Anyone who’s flown the red-eye from New York to London well remembers the agony of dawn’s rosy fingernails scratching the morning sky. Enter Eos Airlines—namesake of the goddess of dawn—a pricey, premium flight service founded by David Spurlock, MBA ’94, to soothe trans-Atlantic travelers with sleep, solicitude, and space.
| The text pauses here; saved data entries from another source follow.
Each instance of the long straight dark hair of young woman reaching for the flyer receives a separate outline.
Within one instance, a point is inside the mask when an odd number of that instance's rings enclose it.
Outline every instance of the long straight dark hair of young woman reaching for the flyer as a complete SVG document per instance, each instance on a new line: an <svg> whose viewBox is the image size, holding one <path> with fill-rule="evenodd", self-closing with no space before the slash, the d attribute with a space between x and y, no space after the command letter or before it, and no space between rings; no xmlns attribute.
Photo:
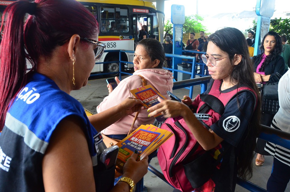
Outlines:
<svg viewBox="0 0 290 192"><path fill-rule="evenodd" d="M246 39L241 31L236 28L224 28L211 34L208 38L218 48L230 55L230 61L233 61L235 54L240 54L242 60L238 65L233 65L230 75L230 81L237 83L237 86L248 86L254 90L258 96L256 108L248 124L244 139L240 140L237 146L237 168L238 175L242 178L253 176L253 151L256 147L256 137L258 136L260 126L260 106L261 99L253 76L253 63L250 60L249 49ZM237 100L238 101L238 100ZM239 107L239 103L237 103ZM240 108L240 107L239 107Z"/></svg>

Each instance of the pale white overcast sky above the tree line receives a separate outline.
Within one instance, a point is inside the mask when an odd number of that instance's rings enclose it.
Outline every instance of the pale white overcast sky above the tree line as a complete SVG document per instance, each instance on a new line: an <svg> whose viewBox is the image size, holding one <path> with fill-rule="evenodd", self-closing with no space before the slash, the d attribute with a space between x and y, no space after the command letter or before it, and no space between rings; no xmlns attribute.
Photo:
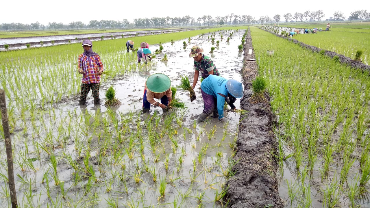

Spurlock, a veteran of British Airways, designed and outfitted Eos’ Boeing 757s, originally intended for 220 people, with specially designed seats (or “suites”) for 48. Each passenger is allotted 21 square feet, which includes a seat that folds flat into a bed, an ottoman for guest seating, and room for a small conference table between the two. The airline’s innovative seat design won a 2006 “Red Dot” award from the Design Zentrum Nordrhein Westfalen in Essen, Germany. Learn more at eosairlines.com.
 


C’mon, Get a Grip

If there is anything more frustrating than climbing to the top of an extension ladder to hang a picture and then hearing the clink of the metal hook as it hits the floor, don’t tell the person teetering on the ladder. But help is on the way. Andre Woolery, MBA ’06, has come to the rescue with the Magnogrip magnetic wristband, an adjustable strap loaded with magnets that holds nails, screws, drill bits, and other small metal objects that tend to get dropped or misplaced during the course of a do-it-yourself project. Made of heavy-duty canvas with velcro closures, the Magnogrip is strong enough to hold a hammer. It is available at selected hardware stores and through Woolery’s company, MDG Tools, at mdgtools.com.
 


Sporting Vacations

Somewhere along the typical path from college to biz school, Alain Chuard, a second-year MBA student, stepped off long enough to become a pro snowboarder and cofound adventure travel company Access Trips. While he finishes school, Chuard has taken a low-profile role as a director of the company, which arranges small-group instruction in surfing, kayaking, mountain biking, skiing, snowboarding, and rock climbing in exotic locales. Among the company’s offerings: bicycling the “world’s longest downhill” from Tibet to Nepal and catching a wave near the Sahara in Morocco. See AccessTrips.com.
 


No Hassle, Good Eats

Three Business School alums are tapping into the trend for meal assembly services for time-starved families, according to the San Francisco Chronicle and East Bay Business Times. Lisa Alumkal, a former brand manager at Safeway, and classmate Sam Lee, MBA ’91, set up Full Plate in Walnut Creek, Calif., where customers can reserve meals in advance to pick up whole or partially assemble themselves. Jeff Stevens, MBA ’90, and his wife, Jami, started a similar business, Deeelish, in Menlo Park. Both Alumkal and Stevens say they must meet the Bay Area’s high food standards. Says Alumkal, “Listening to customers is key.”